- Theatrical release poster
- Directed by: Peter Medak
- Written by: Neal Purvis Robert Wade
- Produced by: Luc Roeg; Robert Warr;
- Starring: Christopher Eccleston; Paul Reynolds; Tom Bell; Eileen Atkins; Clare Holman; Michael Elphick; Mark McGann; Tom Courtenay;
- Cinematography: Oliver Stapleton
- Edited by: Ray Lovejoy
- Music by: Michael Kamen
- Production companies: British Screen Productions; Le Studio Canal+; Film Trustees Ltd.; Jennie and Company; Pierson; Vermillion; Vivid Entertainment;
- Distributed by: First Independent Films
- Release date: 4 October 1991 (London);
- Running time: 115 min
- Country: United Kingdom
- Language: English
- Budget: £2 million
- Box office: $88,686 (US) £292,525 (UK)

= Let Him Have It =

1991 British film by Peter Medak

Let Him Have It is a 1991 British drama film directed by Peter Medak and starring Christopher Eccleston, Paul Reynolds, Tom Courtenay and Tom Bell. The film is based on the true story of Derek Bentley, who was convicted of the murder of a police officer by joint enterprise and was hanged in 1953 under controversial circumstances.

==Plot summary==
Derek Bentley is an illiterate, epileptic young adult with developmental disabilities who falls into a gang led by a younger teenager named Christopher Craig. During the course of the robbery of a warehouse in Croydon, in which Bentley is encouraged to participate by Craig, the two become trapped by the police. Officers order Craig to put down his gun. Bentley, who by this time has already been arrested, shouts "Let him have it, Chris" - whether he means the phrase literally ("Let him have the gun") or figuratively ("Open fire!") is unclear. Craig fires, killing one officer and wounding another. Because Craig is a minor, he cannot be executed and is given a prison sentence. Meanwhile, Bentley is sentenced to death under the English common law principle of joint enterprise, on the basis that his statement to Craig was an instigation to shoot. Bentley's family makes an effort for clemency which reaches Parliament. However, the Home Secretary (who has the power to commute the death sentence) ultimately declines to intervene. Despite his family's efforts and public support, Bentley is executed in 1953 within a month of being convicted, before Parliament takes any official action.

==Cast==

- Christopher Eccleston as Derek Bentley
- Paul Reynolds as Christopher Craig
- Tom Courtenay as William Bentley
- Eileen Atkins as Lilian Bentley
- Clare Holman as Iris Bentley
- Tom Bell as Detective Sergeant Fairfax
- Edward Hardwicke as Approved school principal
- Serena Scott Thomas as Stella
- Mark McGann as Niven Craig
- Murray Melvin as Secondary school teacher
- Michael Gough as Lord Goddard
- Iain Cuthbertson as Sir David Maxwell-Fyfe
- Peter Eyre as Humphreys
- James Villiers as Cassels
- Clive Revill as Albert Pierrepoint (hangman)
- Vernon Dobtcheff as Court clerk
- Bill Dean as Foreman of the jury
- Norman Rossington as Postman
- Michael Elphick as Prison officer Jack

==Production==
Paul Bergman and Michael Asimow call attention to the cross examination scene, where "the camera closes in on [Bentley's] bruised face as the prosecutor and judge bombard him with questions he can barely comprehend."

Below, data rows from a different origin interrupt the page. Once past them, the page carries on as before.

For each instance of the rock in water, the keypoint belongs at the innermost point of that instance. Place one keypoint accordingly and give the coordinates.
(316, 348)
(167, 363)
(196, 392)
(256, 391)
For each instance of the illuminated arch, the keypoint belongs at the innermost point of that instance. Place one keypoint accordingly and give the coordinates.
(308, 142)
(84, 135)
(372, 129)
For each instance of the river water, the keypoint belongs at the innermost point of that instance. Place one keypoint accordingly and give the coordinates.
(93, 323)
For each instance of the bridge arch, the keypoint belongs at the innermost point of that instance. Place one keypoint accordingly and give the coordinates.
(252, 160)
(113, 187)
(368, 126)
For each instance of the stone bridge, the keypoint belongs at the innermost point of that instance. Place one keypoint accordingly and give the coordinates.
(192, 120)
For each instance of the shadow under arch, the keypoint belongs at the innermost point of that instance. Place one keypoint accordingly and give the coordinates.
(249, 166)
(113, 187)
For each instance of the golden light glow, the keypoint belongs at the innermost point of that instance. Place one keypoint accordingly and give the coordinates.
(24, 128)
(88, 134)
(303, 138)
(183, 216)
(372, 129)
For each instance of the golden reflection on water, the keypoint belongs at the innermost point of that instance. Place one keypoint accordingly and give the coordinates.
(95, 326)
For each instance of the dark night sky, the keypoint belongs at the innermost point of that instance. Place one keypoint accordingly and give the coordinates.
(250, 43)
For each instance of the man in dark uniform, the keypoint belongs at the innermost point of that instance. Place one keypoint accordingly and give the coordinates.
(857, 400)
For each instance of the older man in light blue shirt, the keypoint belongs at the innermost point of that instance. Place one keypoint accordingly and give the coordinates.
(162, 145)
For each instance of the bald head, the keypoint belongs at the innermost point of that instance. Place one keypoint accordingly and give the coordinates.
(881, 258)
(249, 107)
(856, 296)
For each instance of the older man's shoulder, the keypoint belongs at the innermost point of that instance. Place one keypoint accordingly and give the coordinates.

The film's end titles state that Bentley's sister, Iris, was still fighting for his pardon. Seven years after the film was made and after numerous unsuccessful campaigns to get Bentley a full pardon, his conviction was eventually overturned by the Court of Appeal on 30 July 1998, one year after Iris's death.

==Release==
The film opened at the Odeon Leicester Square in London on 4 October 1991 before expanding to 120 screens the following week.

==Reception==
The film gained positive reviews from critics. It holds an 84% approval rating from the review aggregation site Rotten Tomatoes based on 37 reviews, with an average rating of 7.7/10. The website's critical consensus reads, "Led by a gripping performance from Christopher Eccleston, Let Him Have It sounds a compelling call for justice on behalf of its real-life protagonist."

Tom Wiener said that the film displayed the writers Neal Purvis and Robert Wade's "outrage toward a system hell-bent on vengeance" and John Ivan Simon called the script "first rate, no nonsense".